# Artificial Hair for Goat Legs?



## boergoatlove (Sep 20, 2016)

I'm a new member on the goat spot, but I have been coming to this site for a couple years now for answers to all my burning goat questions, so I figured it was time to make an account of my own. But anyway, time to get to my question. I have been showing market wethers for five years now, and I have seen my main competition use, what my show friends and I joking call, goat weave. It is artificial hair that is groomed with spray and gel into the legs of the goat to give it a stockier appearance amongst other things. I have never seen it in stores or online, and I was curious as to know what it is that they're putting in the legs. The attached photo is not my goat (I wish it was), but it was one of the few photos I could find for reference as to what I'm talking about. If anyone knows what I'm talking about, or has even used it before, I'd greatly appreciate it! Thanks!


----------



## catharina (Mar 17, 2016)

That's just a little bizarre! :scratch: Sorry! :-D


----------



## ksalvagno (Oct 6, 2009)

Quite frankly, it is cheating.


----------



## boergoatlove (Sep 20, 2016)

Yes, I agree. I find it very strange and unfair. Goats in my local show circuit with their leg hair done as such always win though :/ Granted they are very nice high-dollar goats, but I find the extent of the fitting I've seen some people do very ridiculous and unnecessary.


----------



## Dayna (Aug 16, 2012)

Whoa. I've heard of this is dogs. Crazy.


----------



## Bansil (Jul 23, 2015)

:sigh: Andrious does not approve of this :roll:


----------



## NyGoatMom (Jan 26, 2013)

That is so cheating  I have never heard of this but hope the judges are aware of it!
Animals can be great naturally! No need to "enhance" with artificial means...so sad people are coming to that.
That would deter my vote....

Sorry, I have no idea where one would get that.


----------



## Goats Rock (Jun 20, 2011)

Get hair off another goat? I'm kidding. To me, that is ridiculous!


----------



## Dayna (Aug 16, 2012)

I did a quick google search and it looks like its very common in the cattle show industry to add fake hair to the tail and the legs and its not always against the rules. CRAZY.


----------



## flatmountain (Aug 14, 2010)

In dog shows people will groom the fur out like that. natural fur hopefully!!! but brush upwards and fluff with a hairdryer. Also add baby powder to make the white more white and the fur stays fluffed. Shetland Sheepdog feet and Aussie feet and legs for example.


----------



## RPC (Nov 6, 2009)

Cattle have been doing this for years. I have even watched them use twine before. You cut it into short pieces and unravel it then glue it on and paint it. You can also just use hair you have clipped off. I am not good at fitting any animals so I have not learned this trick.


----------



## boergoatlove (Sep 20, 2016)

RPC said:


> Cattle have been doing this for years. I have even watched them use twine before. You cut it into short pieces and unravel it then glue it on and paint it. You can also just use hair you have clipped off. I am not good at fitting any animals so I have not learned this trick.

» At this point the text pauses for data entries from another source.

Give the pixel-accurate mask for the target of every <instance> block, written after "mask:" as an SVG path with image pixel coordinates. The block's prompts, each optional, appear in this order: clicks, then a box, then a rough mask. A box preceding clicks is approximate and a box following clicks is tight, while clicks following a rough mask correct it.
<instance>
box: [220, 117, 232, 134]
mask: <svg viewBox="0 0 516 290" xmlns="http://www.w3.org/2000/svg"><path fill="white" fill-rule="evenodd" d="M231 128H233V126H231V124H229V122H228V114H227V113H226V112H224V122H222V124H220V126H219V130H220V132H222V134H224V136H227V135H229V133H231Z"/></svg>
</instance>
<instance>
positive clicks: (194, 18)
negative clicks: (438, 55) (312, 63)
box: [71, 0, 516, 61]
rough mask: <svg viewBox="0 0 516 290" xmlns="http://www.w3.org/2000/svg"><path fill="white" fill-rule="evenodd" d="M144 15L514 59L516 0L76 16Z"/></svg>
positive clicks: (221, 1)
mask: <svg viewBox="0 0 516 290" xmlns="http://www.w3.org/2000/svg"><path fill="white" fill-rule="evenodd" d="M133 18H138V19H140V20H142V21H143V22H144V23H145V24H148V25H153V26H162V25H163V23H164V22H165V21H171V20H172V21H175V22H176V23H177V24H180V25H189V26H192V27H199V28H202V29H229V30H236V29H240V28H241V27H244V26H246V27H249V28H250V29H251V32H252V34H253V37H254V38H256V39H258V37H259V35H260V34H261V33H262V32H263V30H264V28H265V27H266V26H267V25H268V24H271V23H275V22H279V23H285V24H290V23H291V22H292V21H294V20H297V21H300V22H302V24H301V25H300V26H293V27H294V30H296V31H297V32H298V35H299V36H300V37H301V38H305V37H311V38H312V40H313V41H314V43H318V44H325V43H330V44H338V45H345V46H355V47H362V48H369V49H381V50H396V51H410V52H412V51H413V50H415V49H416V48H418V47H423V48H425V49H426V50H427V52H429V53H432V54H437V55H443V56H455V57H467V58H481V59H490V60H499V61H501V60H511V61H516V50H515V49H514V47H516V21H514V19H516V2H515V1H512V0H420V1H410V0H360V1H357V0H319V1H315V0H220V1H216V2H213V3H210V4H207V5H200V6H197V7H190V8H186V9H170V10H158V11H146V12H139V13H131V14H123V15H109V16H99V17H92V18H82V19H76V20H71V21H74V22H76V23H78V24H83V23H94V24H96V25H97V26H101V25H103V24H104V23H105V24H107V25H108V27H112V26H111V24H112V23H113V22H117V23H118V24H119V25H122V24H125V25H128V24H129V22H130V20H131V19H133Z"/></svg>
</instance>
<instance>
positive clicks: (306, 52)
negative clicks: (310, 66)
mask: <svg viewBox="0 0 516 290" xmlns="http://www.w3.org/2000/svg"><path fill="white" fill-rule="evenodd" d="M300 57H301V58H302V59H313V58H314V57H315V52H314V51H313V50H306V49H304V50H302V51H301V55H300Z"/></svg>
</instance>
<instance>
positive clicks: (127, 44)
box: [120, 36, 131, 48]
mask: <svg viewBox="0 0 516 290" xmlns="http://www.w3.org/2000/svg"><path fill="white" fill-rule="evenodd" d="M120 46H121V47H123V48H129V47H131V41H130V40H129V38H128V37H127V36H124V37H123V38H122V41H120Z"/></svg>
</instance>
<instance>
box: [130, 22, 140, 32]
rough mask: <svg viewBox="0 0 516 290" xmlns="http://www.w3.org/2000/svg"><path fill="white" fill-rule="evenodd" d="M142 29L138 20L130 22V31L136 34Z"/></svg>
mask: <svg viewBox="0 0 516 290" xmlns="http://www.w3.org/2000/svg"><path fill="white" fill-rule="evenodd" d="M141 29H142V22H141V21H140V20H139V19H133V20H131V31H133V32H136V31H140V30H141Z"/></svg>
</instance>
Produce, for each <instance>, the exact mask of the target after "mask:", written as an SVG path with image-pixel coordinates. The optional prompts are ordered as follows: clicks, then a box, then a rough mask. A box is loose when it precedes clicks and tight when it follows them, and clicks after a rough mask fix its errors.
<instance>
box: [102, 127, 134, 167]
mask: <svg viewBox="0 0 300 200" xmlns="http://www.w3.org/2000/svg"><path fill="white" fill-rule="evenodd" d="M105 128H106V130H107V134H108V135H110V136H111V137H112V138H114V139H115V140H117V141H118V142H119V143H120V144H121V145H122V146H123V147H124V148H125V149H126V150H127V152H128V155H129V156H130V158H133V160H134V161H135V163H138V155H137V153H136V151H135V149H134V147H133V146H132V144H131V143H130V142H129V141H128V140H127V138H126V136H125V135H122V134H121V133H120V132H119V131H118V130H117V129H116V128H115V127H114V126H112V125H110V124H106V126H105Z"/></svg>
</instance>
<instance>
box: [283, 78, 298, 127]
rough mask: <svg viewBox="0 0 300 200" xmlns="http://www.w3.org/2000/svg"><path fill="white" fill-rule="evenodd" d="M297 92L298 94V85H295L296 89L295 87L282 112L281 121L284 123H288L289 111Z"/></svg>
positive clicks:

Yea! That's exactly it! That's what they do. It just annoys me so much because it makes the goat look thicker boned and a better animal on the hoof. When the goats fitted like that stand next to mine, they make mine look stick-legged which is far from the case. It's just so unfair


----------



## RPC (Nov 6, 2009)

I agree which is another reason why I have not tried to learn how to do it. It would be awesome to win but I want to win the correct way.


----------



## happybleats (Sep 12, 2010)

Lol..oh my. Win at any cost!!...such a shame. If you have a winning animals..should win on its own merits not the groomers.


----------



## RPC (Nov 6, 2009)

I am all about good grooming it is truly an art that I don't have bit I don't like when things are added to an animal to make it look better like the artificial hair.


----------



## Jessica84 (Oct 27, 2011)

RPC said:


> I am all about good grooming it is truly an art that I don't have bit I don't like when things are added to an animal to make it look better like the artificial hair.


I agree! I can't clip worth crap but I admire people who can, but when you add things I don't think that's right. It's one thing to fluff or shine but adding is kinda unhonest IMO


----------



## kjlym (8 mo ago)

boergoatlove said:


> Yea! That's exactly it! That's what they do. It just annoys me so much because it makes the goat look thicker boned and a better animal on the hoof. When the goats fitted like that stand next to mine, they make mine look stick-legged which is far from the case. It's just so unfair


why are you mad that they are better at fitting?


----------



## NigerianNewbie (Jun 6, 2018)

kjlym said:


> why are you mad that they are better at fitting?


This thread is from 2016


----------



## ksalvagno (Oct 6, 2009)

Closed. OP is long gone.


----------